RNA-seq reads were aligned to our first version of T. cruzi Dm28c genome produced using Pacific Bioscience Technologies (PacBio) . As this third generation sequencing technology generates reads in average longer than 8 kb, this draft version is of higher quality than the usual CL Brener reference genome, lowering the number of contigs from 32,746 to 1030, increasing the size of the larger contig from 0.26 MB to 1.54 MB and increasing contig N50 from 15 kb to 133 kb . These improvements, as well as the fact that our mRNA samples were derived from Dm28, improve the alignment of RNA-Seq reads (68% of the reads aligned in a single position in Dm28c genome, instead of 56% in the CL Brener genome). There is another version of the Dm28c genome available at GenBank (AYLP00000000.1), but it has lower quality, as this version was sequenced using 454 technology and hence has a more fragmented contig distribution, with its larger contig having only 0.09 MB, besides the higher error rate in homopolymer tracts typical of pyrosequencing. This Whole Genome Shotgun project has been deposited at DDBJ/ENA/GenBank under the accession MBSY00000000. The version described in this paper is version MBSY01000000.

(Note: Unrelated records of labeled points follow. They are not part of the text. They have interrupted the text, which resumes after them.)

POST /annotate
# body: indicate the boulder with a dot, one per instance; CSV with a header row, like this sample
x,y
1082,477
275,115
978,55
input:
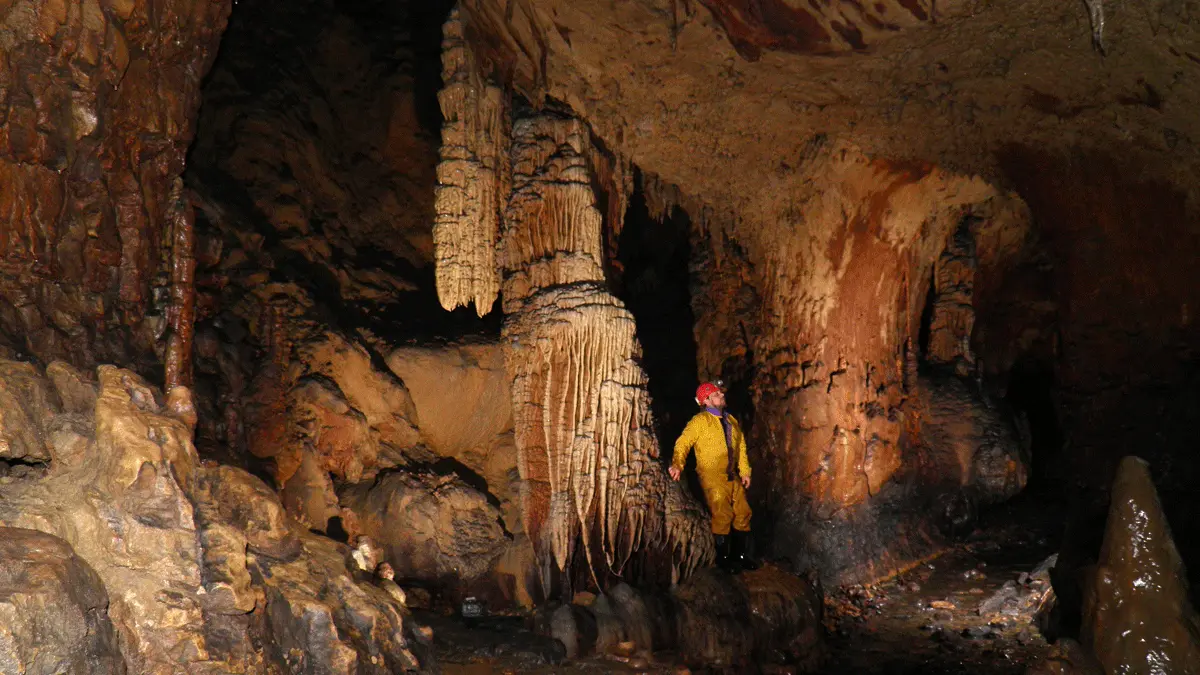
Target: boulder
x,y
241,500
449,529
53,610
319,620
24,406
76,390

After aligning the RNA-Seq reads to T. cruzi genome, per Supra Gene read counts were computed. When comparing the technical replicates (same total RNA sample used as template for two independent amplification reactions), both IVT amplification methods have a very high correlation between technical replicates (Fig. 2c). After summing up read counts for IVT technical replicates, we also assessed the biological degree of reproducibility, using two independent biological samples for the same parasite stages, epimastigote and trypomastigote. For both IVT methods, biological variance is similar to the technical variance (Fig. 2d). Interestingly, the T7SL method presented a slightly higher average biological correlation in comparison to T7dT and poly(A) + RNA (Additional file 4: Table S1).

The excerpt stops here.